DIET
We recommend cats eat a combination of dry and canned foods. In general,
dry food should make up about 75% of the daily ration. Dry foods are cheaper
than canned foods and promote better oral health. Canned
food should make up about 25% of the daily ration. Cats fed canned food
have less urinary and behavioral problems and canned food needs to be an
available option when we need to medicate a cat.
Tartar Control Diet by the Hills Company,
simply called T/D, is our preferred
dry food for normal adult cats. There is no cat food that is more nutritionally
sound and there is no cat food that can help keep their teeth and gums as
healthy as T/D. Unfortunately, T/D is not an appropriate growth diet for
kittens. For growing kittens, any combination of "nationally advertised" dry and
canned kitten foods should be fine.
Many cats have health conditions that require special dietary management.

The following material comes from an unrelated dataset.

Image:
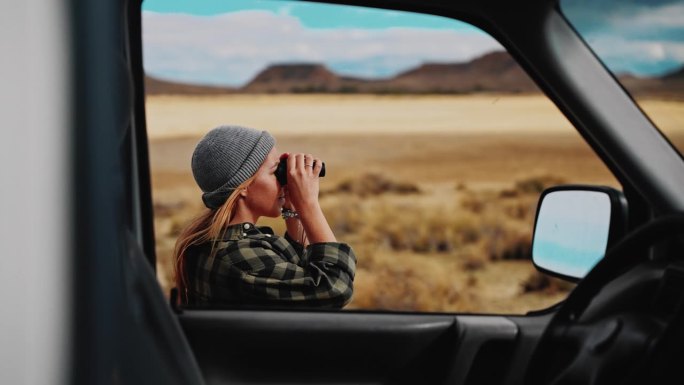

Each of these pets needs to be evaluated individually to best match their diet
with their needs. Let us know if you have any specific questions regarding your
cat’s diet.
LITTER MANAGEMENT
There are 2 basic litter types: clumpable and clay. Clay
litter is cheaper but needs to be changed more often. Clumpable allows you to
remove most of the waste from the box, promoting a more attractive target for
your pet. When in doubt, provide several different litters in separate boxes and
allow the cats to decide which they prefer. We recommend one litter box per cat.
The boxes should be reasonably convenient for the cats, not isolated to some
remote corner of the house. It is safer if you locate the boxes so that they are
never more than one floor away at any time. The litter boxes should be scooped
daily. The litter should be changed weekly. The litter boxes should be replaced
every 6 months. You may want to consider building a wooden containment box large
enough to hold all of your litter boxes. This box should be large enough to
allow for a 6 - 8 inch margin around the litter boxes. The sides of the
containment box should extend 6 to 8 inches above the top of the litter boxes.
Line the containment box with a single sheet of heavy gauge plastic to include
the sides. A layer of paper on the floor of the larger containment box helps
with the weekly cleanup. This type of setup helps minimize the potential for
damage to the floor and walls adjacent to the litter boxes. Cats do occasionally
stand at the litter box edge and do their duty onto the surrounding area. This
setup is best suited to utility areas and basements. Covered litter boxes are
not always a cat‘s first choice. They can be perceived as being a bit
confining and the odors are concentrated by the reduced air exchange. They may
be worth a try, but they must be kept especially clean.
ADDING CATS
Cats are not as naturally inclined to live harmoniously in
groups as are dogs. Caution is urged when considering adding to your
"pride". Increasing the number of cats in a household increases the
risk of behavioral problems such as inter-cat aggression and house soiling. 1 to
3 cats are relatively low risk, 4 to 6 cats are moderately risky, and at 7 or
more cats you would expect problems. Smaller living spaces should, logically,
support a smaller number of cats. Larger living spaces can support larger groups
of cats more comfortably. Adopting litter mates, or multiple kittens of similar
young age would be an advantageous way to reduce risk but not eliminate it. When
introducing a new cat, first isolate it in a separate room with its own litter
box, food, and water dishes. This allows the established cats to become aware of
the new arrival in a non-threatening way. During this isolation, the new arrival
should be Leukemia Virus and AIDS Virus tested to guard against the introduction
of a catastrophic disease. A stool sample should also be evaluated. Remember to
repeat these tests 4 months later for maximal security. After about 1 week of
separation, have the established cat switch places with the new arrival. This
allows the new cat to explore the house privately and it allows the established
cats to gain more familiarity with the presence of the new cat. A few days after
the switch, consider supervised contact between the pets. If all goes smoothly,
you can allow unsupervised mingling. Not all cats become best pals. You should
be satisfied if they coexist without frequent, major conflicts. Call if you are
having problems.
HAIR BALLS
Hair balls are a nuisance that affects most cats at one
time or another but they are not normally major health concerns. They are best
managed by daily brushing to remove as much loose fur as possible before the cat
ingests it during grooming. Laxatone is our recommended hair ball medication. 1
teaspoon is given 2 to 3 times weekly to help coat and lubricate the smaller
clumps of fur, moving them along before they can cause vomiting. Remember that
there are many other causes of periodic vomiting, some of which are very
serious. Call the office if you have any concerns regarding vomiting problems.